The short answer
A payment processor is the company that executes the technical work of moving a card transaction through the card network, getting it authorized, and settling the funds into your merchant account. Stripe, Square, First Data/Fiserv, TSYS, Elavon, and Worldpay are the big processors in the US.
In plain English
The processor is where the rubber meets the road. When a customer's card swipes, your gateway sends the data to the processor. The processor talks to the card network (Visa/Mastercard), which talks to the issuing bank, which returns an auth code. The processor captures the transaction and, hours later, settles the funds into your acquirer's merchant account.

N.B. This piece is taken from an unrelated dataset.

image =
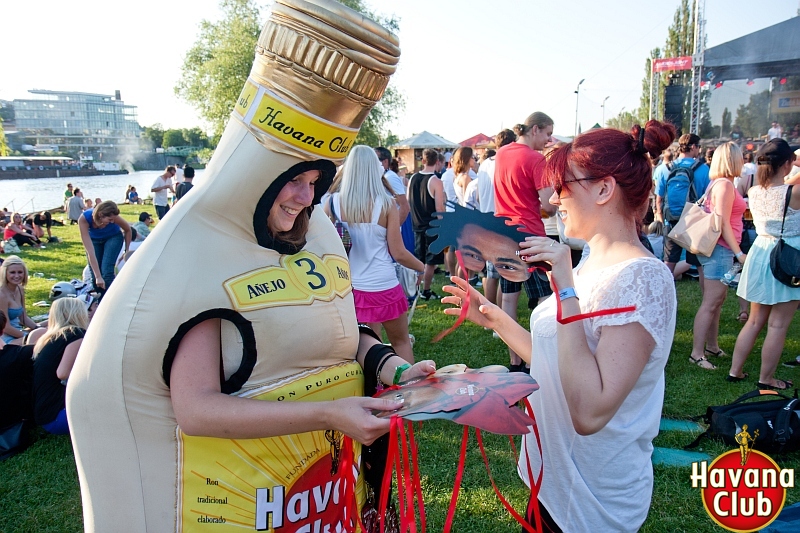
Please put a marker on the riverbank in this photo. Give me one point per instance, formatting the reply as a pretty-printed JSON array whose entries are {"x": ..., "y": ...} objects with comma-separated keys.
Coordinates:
[{"x": 35, "y": 173}]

Modern bundled providers (Stripe, Square) are processor + gateway + acquirer + software in one company. Traditional setups separate them: you might have Authorize.net as gateway, Fiserv as processor, and Wells Fargo as acquirer — three companies, three contracts.
How it shows up in your business
- Your processor is the one that can freeze your account, put you on reserve, or close your merchant account for cause.
- Processor fees are the variable portion of your statement — usually 0.05% to 0.30% margin on top of interchange + network assessments.
- Your processor's restricted-business list determines which verticals get approved. Stripe's list ≠ Square's list ≠ Authorize.net-partnered-acquirer's list.
- Processor chooses determine availability of things like instant payouts, card-present readers, POS integrations.
Numbers to know
Big US processors by market share (approximate): Fiserv (First Data), Worldpay/FIS, Global Payments, Elavon, TSYS, Square, Stripe, PayPal/Braintree, Adyen. Combined they handle the vast majority of US card volume.
Why multi-brand operators care
Your processor is the single biggest determinant of whether you can accept cards and at what rate. multiflow sits on top of your processor — whichever one you're approved on — and orchestrates multi-brand routing. We don't replace the processor. Switching multiflow providers doesn't require switching processors, and vice versa.